Python version: 3.9.20 (main, Jul 23 2024, 18:19:13) [MSC v.1916 64 bit (AMD64)]
Platform: Windows-10-10.0.22634-SP0
Processor Architecture: ('64bit', 'WindowsPE')
Machine: AMD64
System: Windows
Processor: AMD Ryzen 9 7940HS w/ Radeon 780M Graphics

If successful, we can download yolov8m.onnx from: https://huggingface.co/amd/yolov8m/tree/main and download image of cars in the road, then name it vehicles.png in the same directory.

Then run the following Python code:

from optimum.amd.ryzenai import pipeline
from optimum.amd.ryzenai.utils import plot_bbox
model_id = "amd/yolov8m"
detector = pipeline("object-detection", model=model_id, model_type="yolov8")
import requests
from PIL import Image
# Load an image
image = Image.open("vehicles.png")
outputs = detector(image)
pprint(outputs)
plot_bbox(image.copy(), outputs)

After that we will get our image complete with bounding boxes that detect cars like the example below:

For more details, you can check this link as a reference from the Huggingface team.

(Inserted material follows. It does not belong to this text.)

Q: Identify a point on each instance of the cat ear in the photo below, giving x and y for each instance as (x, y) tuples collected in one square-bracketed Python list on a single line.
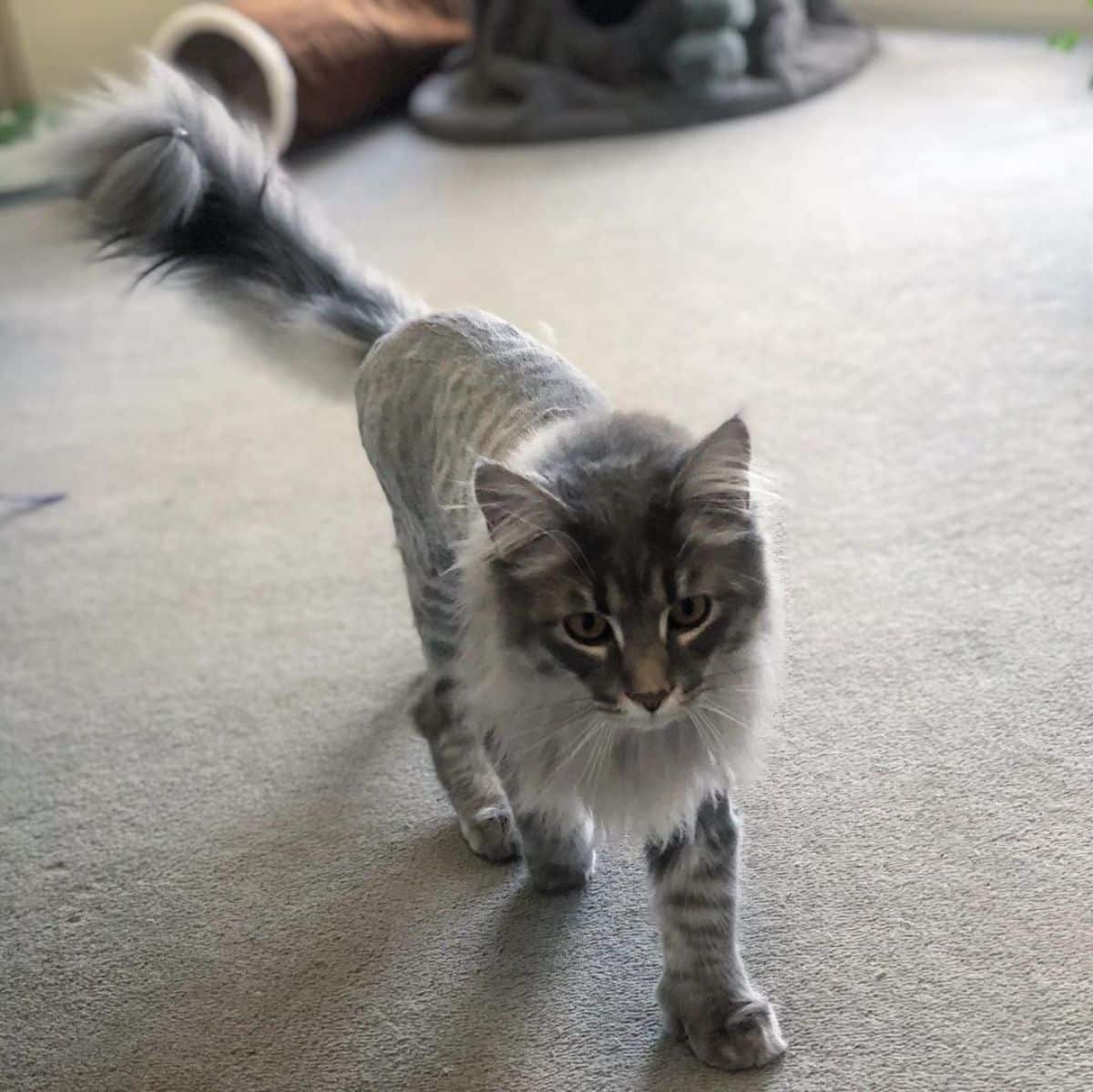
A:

5. Modify the program with YOLOv8m from Ryzen AI Model Zoo

Before creating this program, make sure you have a sample video (.mp4) for example: traffic settings in road intersection or 2 ways highway (try to search for free download - traffic for object detection). At this stage we will modify the Python program that we have created in Step 3, with replacing the library and making several adjustments from Ultralytics to the Huggingface optimum-amd pipeline that we have learned in Step 4. We also added Speed detection by utilizing the location of the bounding box (coordinates) and time-stamp.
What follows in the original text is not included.